Envejecimiento
Tengo la cara del Secretario de Estado Cultura en la ceremonia de los Goya clavada en mi memoria y me impide escribir de lo que quiero escribir, por lo que voy a intentar borrar esa cara delatadora del señor Lasalle con unas pocas frases: me parece patética su actitud. Lo del ministro Wert está claro que es un señor amortizado políticamente y que está pidiendo a gritos el cese, pero el silencio, la pasividad, la postura de funcionario inane, de servil y acomodaticio del señor Lasalle es más negativa que la chulería de su ministro o exministro. Y dicen que puede ser el sustituto. Me pregunto ¿leerá el Marca o el AS?
Más o menos situado ya con el espíritu adecuado, mi ansiedad crece con la constatación in situ de la edad media de los espectadores que acuden a presenciar las obras de teatro. Tengo la oportunidad de acudir a teatros de gran prestigio en capitales, a teatros de programaciones habituales de calidad, en salas medianas, pequeñas, alternativas, micros. En Euskadi, en Madrid, en ferias y festivales, en Iberoamérica y Europa, y cada vez me parce que estamos en una complicada situación, en la que existe una clientela más o menos fidelizada, de una edad que nos da una foto fija donde parece evidente el envejecimiento, que deberíamos desmenuzar porque puede ser un síntoma de una enfermedad que de cronificarse puede ser grave.

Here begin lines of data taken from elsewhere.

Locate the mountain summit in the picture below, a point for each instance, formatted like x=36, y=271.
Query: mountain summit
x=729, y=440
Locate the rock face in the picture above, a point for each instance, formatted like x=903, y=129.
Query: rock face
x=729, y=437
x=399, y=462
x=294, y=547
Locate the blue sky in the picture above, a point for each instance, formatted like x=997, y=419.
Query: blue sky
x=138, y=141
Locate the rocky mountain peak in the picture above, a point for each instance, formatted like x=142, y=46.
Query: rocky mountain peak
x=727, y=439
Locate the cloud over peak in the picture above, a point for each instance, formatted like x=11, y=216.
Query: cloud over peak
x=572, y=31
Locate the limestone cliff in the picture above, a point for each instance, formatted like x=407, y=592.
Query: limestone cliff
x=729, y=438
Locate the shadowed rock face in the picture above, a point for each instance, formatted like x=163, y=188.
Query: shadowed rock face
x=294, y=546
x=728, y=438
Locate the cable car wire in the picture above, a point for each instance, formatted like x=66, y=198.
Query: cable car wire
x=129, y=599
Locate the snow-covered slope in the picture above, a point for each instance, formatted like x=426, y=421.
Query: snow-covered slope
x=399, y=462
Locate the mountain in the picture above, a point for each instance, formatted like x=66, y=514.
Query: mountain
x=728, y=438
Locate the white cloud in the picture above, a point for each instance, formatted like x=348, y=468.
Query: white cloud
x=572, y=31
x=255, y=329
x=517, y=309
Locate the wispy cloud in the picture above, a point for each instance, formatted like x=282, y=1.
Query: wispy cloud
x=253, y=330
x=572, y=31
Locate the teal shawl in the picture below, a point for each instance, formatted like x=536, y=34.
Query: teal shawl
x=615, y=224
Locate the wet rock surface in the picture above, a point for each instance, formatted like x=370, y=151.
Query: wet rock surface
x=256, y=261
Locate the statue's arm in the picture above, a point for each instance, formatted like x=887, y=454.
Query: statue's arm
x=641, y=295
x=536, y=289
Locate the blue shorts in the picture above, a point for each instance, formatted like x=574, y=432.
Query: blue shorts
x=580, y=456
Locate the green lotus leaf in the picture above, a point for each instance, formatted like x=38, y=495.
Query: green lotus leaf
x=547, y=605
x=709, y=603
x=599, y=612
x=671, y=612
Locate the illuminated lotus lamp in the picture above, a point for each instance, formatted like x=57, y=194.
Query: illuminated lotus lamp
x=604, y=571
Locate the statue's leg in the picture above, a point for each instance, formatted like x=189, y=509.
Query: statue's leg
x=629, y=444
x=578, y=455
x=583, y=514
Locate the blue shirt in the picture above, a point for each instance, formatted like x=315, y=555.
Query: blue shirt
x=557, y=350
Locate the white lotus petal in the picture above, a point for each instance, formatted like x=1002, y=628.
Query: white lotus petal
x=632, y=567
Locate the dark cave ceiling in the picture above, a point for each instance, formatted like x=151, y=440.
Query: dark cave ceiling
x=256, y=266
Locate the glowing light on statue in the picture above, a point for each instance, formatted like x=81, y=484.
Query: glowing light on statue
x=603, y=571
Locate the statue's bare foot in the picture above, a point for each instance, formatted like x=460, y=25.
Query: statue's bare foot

Existen estadísticas que me pueden matizar o incluso contradecir, pero es muy infrecuente encontrar en las programaciones habituales de nuestras salas y teatros espectadores menores de treinta años. En ciertas programaciones, podríamos elevar esta frontera unos cinco o diez años más. Es «nuestro» público actual, al que debemos cuidar, pero me pregunto, ¿nos conformamos con esto? Dicho de otro modo, la no renovación de públicos, el no acceso de nuevas generaciones a las salas, al disfrute de las artes escénicas ¿no es una condena a su desaparición? En las salas alternativas existen unos públicos más jóvenes, en su mayoría estudiantes de artes escénicas, círculos de amistades de los actuantes, pero en cualquier caso estamos hablando de veintitantos años.
Aceptemos como argumentación que la crisis aprieta justamente más a los jóvenes, que el desempleo en los jóvenes es mucho mayor que en otras capas, que esos espectadores que aparecen en la foto fija, la mayoría mujeres, de esas edades medias, con estudios y trabajo, responden socio-económicamente a una situación compleja que se repite no solamente en las grandes urbes, sino en las localidades de menor demografía con teatros de titularidad pública. Debemos comprender que todo influye, pero me malicio yo que lo que más influye y de lo que no se quiere ni hablar es la propia programación. Una programación que atiende a esas poblaciones tipo, que les proporciona las obras que ellos desean, con los contenidos que les reafirman social, estética, políticamente. Fuera de esto no se programa nada que altere esa comodidad. Es decir no se buscan nuevos públicos. Se crea un circuito cerrado. Y romperlo parece hoy en día imposible, pero no existe otra posibilidad para no contribuir a este desgaste imparable de la relación entre lo que se hace, cómo se hace y quiénes lo reciben, lo disfrutan, y quizás se identifican con lo que se les ofrece.
Hay que implementar muchas medidas, pero lo primero es discutir sobre esta circunstancia, analizar en profundidad esta situación para encontrar las soluciones o las actuaciones y planes adecuados para que no se atrofie y se puede revertir la tendencia. En Iberoamérica, por cierto, la pirámide edad es casi al contrario. Con todos los matices que se quiera, pero es que la programación comercial está reservada para los teatros comerciales y no se contamina todo como sucede, a mi entender, en nuestros escenarios. En Europa es igual, los teatros públicos hacen programación actual, no comercial, buscan nuevos públicos y crean tejido cultural.